Thursday, June 14, 2012

A Moment of Silence

Here's where I am at tonight.  I am not making a cake and I don't even have plans to make one.

Maybe that's part of the reason I am feeling different right now.  Things are quiet around here lately, almost silent.  By quiet, I don't mean audibly quiet.  There's plenty of noise...kids playing/arguing/laughing/crying, etc....tv, music, video games.  All kinds of noise.  But my soul, on the other hand, is quiet.

Have I become dependent on the idea of relying on God to show up in yet another cake decorating opportunity?  I feel at times that my faith is built only by my circumstances, and that it is not grounded in the Truth.  When my circumstances change and life shifts, the one constant I have is my God, my Rock, my Refuge.  I'm not sureat this moment that my actions back up my words.
 
What happens when there are no cakes on the agenda, and God becomes quiet to me? 

I am at a very honest spot right now, and very raw.  I feel confused, scared and unsure of almost everything that I once not that long ago considered solid and stable.  Different is scary, change is overwhelming.  Lots of changes in our family recently have resulted in me grasping at loose ends, trying to hold on to some sort of normalcy, but yet there is nothing normal about anything right now. 

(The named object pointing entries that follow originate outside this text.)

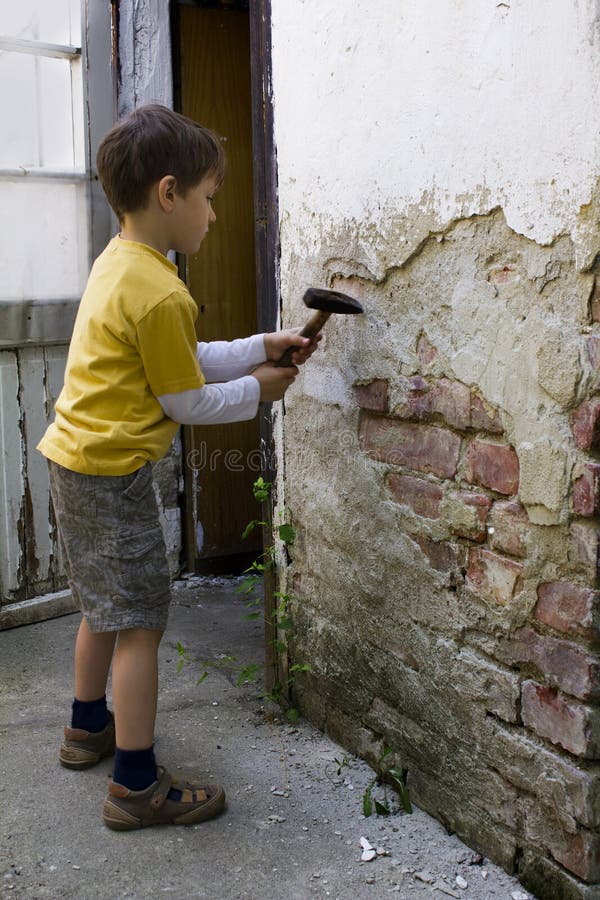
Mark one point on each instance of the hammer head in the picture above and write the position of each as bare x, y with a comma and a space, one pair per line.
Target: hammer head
331, 302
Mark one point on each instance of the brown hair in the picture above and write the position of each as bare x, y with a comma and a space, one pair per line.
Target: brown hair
151, 142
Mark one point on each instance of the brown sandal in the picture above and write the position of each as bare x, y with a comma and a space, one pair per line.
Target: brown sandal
82, 749
125, 810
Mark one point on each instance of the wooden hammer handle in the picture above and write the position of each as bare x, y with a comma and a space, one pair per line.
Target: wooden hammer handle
310, 330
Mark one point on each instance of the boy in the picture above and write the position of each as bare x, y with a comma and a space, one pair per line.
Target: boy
134, 373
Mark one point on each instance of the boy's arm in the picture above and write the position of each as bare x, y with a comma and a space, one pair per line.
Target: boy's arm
227, 360
214, 404
231, 402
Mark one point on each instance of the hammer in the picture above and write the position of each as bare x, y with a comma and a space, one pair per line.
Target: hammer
326, 303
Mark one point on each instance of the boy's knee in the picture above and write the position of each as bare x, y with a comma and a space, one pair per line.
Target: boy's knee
141, 636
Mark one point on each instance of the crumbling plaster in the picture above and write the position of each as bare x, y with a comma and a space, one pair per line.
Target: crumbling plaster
436, 162
403, 119
422, 126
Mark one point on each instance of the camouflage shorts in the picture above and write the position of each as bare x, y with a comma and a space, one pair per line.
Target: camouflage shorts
114, 549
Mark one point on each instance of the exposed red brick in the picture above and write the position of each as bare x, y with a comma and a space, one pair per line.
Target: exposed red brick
564, 664
422, 496
479, 504
595, 301
426, 352
373, 395
484, 417
584, 550
579, 853
509, 523
421, 447
562, 721
428, 401
495, 466
493, 577
569, 608
586, 491
585, 423
443, 556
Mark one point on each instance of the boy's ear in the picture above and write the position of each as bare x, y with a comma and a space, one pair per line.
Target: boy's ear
167, 188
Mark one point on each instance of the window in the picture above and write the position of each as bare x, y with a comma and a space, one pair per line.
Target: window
51, 210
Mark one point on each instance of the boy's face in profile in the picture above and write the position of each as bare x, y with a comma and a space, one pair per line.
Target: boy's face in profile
191, 216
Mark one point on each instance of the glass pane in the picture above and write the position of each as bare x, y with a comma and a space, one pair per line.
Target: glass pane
56, 112
39, 108
50, 21
19, 144
43, 239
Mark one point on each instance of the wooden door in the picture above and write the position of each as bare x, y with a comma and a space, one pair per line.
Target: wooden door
221, 461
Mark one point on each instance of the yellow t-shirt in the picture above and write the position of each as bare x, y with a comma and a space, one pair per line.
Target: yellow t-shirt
133, 340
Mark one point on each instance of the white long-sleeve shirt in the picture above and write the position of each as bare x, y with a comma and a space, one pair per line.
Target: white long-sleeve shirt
231, 394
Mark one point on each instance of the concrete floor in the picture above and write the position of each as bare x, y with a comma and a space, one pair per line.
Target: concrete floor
292, 828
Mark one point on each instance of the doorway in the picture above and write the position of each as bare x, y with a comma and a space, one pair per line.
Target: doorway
218, 74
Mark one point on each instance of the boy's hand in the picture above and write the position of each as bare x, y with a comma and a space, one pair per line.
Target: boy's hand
278, 342
274, 381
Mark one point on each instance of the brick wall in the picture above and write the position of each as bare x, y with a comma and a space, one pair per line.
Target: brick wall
446, 610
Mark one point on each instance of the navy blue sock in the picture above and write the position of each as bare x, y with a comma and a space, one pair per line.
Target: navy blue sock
91, 716
135, 769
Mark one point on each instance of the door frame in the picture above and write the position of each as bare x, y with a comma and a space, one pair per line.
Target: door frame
266, 219
266, 232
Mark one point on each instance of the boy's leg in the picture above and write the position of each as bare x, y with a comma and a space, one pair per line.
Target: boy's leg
142, 793
93, 656
135, 687
135, 692
91, 735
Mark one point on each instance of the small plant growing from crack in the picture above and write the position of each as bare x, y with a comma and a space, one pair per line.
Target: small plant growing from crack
392, 776
279, 619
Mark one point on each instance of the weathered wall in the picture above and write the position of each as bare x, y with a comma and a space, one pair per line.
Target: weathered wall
440, 162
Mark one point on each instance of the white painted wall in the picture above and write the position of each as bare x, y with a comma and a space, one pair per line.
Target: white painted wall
433, 110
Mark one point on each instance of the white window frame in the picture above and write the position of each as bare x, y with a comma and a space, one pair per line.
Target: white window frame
41, 322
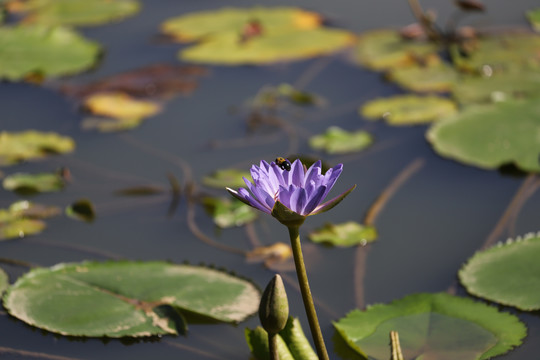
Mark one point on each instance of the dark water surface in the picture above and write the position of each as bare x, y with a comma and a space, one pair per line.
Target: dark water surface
436, 221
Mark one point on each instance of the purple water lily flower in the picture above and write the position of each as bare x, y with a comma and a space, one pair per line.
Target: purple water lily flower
300, 190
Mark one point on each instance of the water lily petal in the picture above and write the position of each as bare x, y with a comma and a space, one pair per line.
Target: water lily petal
314, 200
331, 203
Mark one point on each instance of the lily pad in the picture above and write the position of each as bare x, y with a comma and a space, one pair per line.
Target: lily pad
345, 234
534, 18
228, 212
386, 49
77, 12
33, 183
498, 87
339, 141
226, 178
436, 78
270, 47
4, 281
22, 218
201, 25
28, 145
507, 273
432, 326
409, 109
256, 35
82, 209
489, 136
48, 51
292, 342
117, 299
120, 106
503, 53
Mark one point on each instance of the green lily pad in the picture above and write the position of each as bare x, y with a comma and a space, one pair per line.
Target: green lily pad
339, 141
270, 47
33, 183
28, 145
507, 273
22, 218
503, 53
77, 12
499, 87
408, 109
489, 136
19, 228
228, 212
386, 49
436, 78
4, 281
226, 178
82, 209
345, 234
49, 51
534, 18
432, 326
292, 342
117, 299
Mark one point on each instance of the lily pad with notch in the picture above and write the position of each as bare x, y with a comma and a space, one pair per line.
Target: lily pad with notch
127, 298
490, 136
506, 273
29, 145
408, 109
435, 326
48, 51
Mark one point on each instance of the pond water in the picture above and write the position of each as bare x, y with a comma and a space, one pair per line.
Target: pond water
432, 225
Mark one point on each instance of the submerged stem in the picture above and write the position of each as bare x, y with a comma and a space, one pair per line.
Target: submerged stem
306, 293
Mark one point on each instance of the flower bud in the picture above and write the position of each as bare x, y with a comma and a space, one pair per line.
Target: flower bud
274, 307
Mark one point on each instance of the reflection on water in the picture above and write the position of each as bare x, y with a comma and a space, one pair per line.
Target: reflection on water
437, 220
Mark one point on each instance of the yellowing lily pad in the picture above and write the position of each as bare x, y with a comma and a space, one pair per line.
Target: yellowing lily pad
432, 326
507, 52
77, 12
48, 51
213, 23
121, 111
281, 45
29, 145
345, 234
409, 109
436, 78
507, 273
33, 183
256, 35
386, 49
489, 136
339, 141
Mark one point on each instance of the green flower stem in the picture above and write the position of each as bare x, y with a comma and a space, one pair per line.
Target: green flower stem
272, 346
306, 293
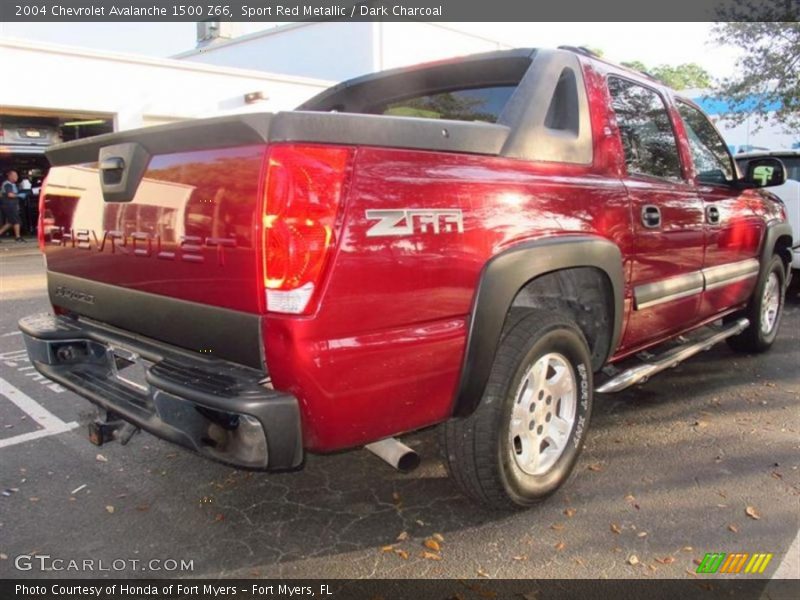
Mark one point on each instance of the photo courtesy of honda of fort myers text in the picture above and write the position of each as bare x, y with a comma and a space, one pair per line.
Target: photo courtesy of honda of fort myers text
484, 302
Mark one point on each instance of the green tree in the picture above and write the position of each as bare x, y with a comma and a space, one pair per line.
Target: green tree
679, 77
766, 84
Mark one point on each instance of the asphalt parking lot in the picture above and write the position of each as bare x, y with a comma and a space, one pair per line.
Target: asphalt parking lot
704, 458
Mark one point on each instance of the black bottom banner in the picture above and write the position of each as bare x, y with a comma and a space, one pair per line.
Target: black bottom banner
710, 588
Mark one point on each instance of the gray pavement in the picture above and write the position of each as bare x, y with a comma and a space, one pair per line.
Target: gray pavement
668, 474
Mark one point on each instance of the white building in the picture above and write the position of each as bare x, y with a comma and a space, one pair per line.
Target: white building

Can I attach myself to the security of a stable income, job, health or friends?  I can and I have, but I have also discovered that attaching myself to those things results in a completely false sense of security.  What happens when those things are no longer so stable?  What do I cling to then?  Who do I cling to?

I know God hears me.  I know it.  But everything in me wants to grab a megaphone and shout to Him, "WHAT IS GOING ON?  WHAT ARE YOU TRYING TO TEACH ME?  HOW AM I SUPPOSED TO RESPOND TO THIS?"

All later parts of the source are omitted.